Assholes at mcdonalds drive through wouldn't serve us last night even though we said we were on small motorcycles that were to small for them to see and weren't heavy enough for the sensors. We made noises and everything.
So we walked by this chick's house and she starts yelling at her boyfriend "STOP HITTING ME WITH YOUR DICK"
Found an earplug stuck to the inside of my thigh this afternoon. Just how much noise were we making?
Oh i know my limit. 9 shots after i've given blood.

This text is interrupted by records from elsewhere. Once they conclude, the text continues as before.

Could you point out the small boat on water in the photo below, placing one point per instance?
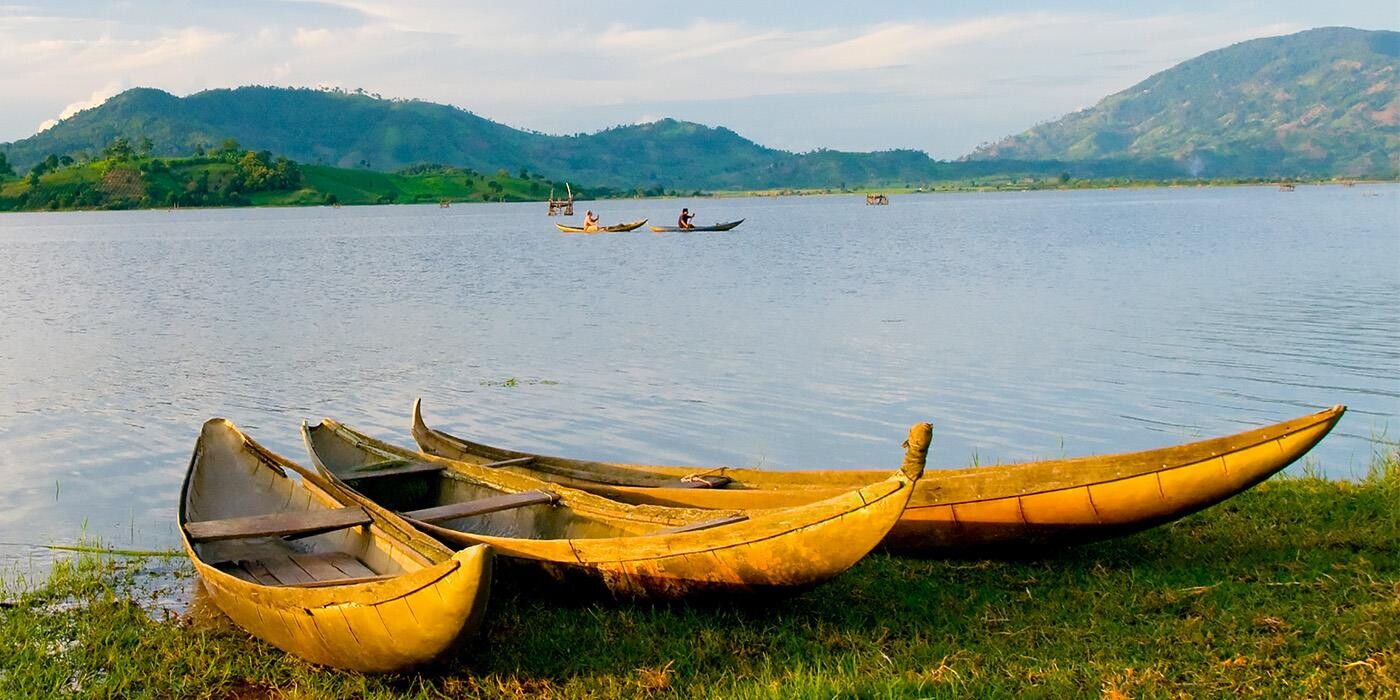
(613, 228)
(335, 581)
(585, 542)
(711, 227)
(958, 511)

I woke up from my nap, looked out my window, and saw about bout 6 people get tasered in less than 20 seconds.....could someone please tell me what's going on.

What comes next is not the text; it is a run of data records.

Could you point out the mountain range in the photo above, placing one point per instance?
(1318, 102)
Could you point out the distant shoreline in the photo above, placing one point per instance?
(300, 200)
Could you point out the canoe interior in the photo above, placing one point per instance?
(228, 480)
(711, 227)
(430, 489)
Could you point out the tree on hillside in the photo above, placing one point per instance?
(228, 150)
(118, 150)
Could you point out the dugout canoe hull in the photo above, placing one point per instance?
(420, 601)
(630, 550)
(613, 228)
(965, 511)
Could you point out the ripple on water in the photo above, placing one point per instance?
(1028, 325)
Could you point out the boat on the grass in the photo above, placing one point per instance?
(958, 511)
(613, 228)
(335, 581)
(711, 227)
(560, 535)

She said she didn't want me watching her give me a bj, so she proceeded to make a "blowjob igloo" out of blankets...
The last thing I remember is ordering two Martinis while yelling 'CAN YOU PUT THAT IN ONE GLASS?'
It's not even like I care. He was cute 30lbs ago and before he fucked that Michael Jackson look alike.
Hey, I told her the bathroom was a "No fly zone" after I used it. She willingly allowed her nose to go through that pain. It's her fault, she only supplied me with vodka when she knows I only drink rum.
Dude. He almost took three different girls home, all while dressed up as Amy Winehouse. If he goes as Kurt Cobain next weekend, we're screwed.
Will you rub my calves while I masturbate?
Do you know who changed all my phone contacts into characters from Harry Potter?
He Who Must Not Be Named.
Fuck you.
No. I don't like you. I like your penis. Chin up. At least I like part of you.
one week and then i'm back on the sexual grind. a party is being planned in my vagina's honor
Just stopped at a cross walk because the light turned red 3 streets down. I'm way too high.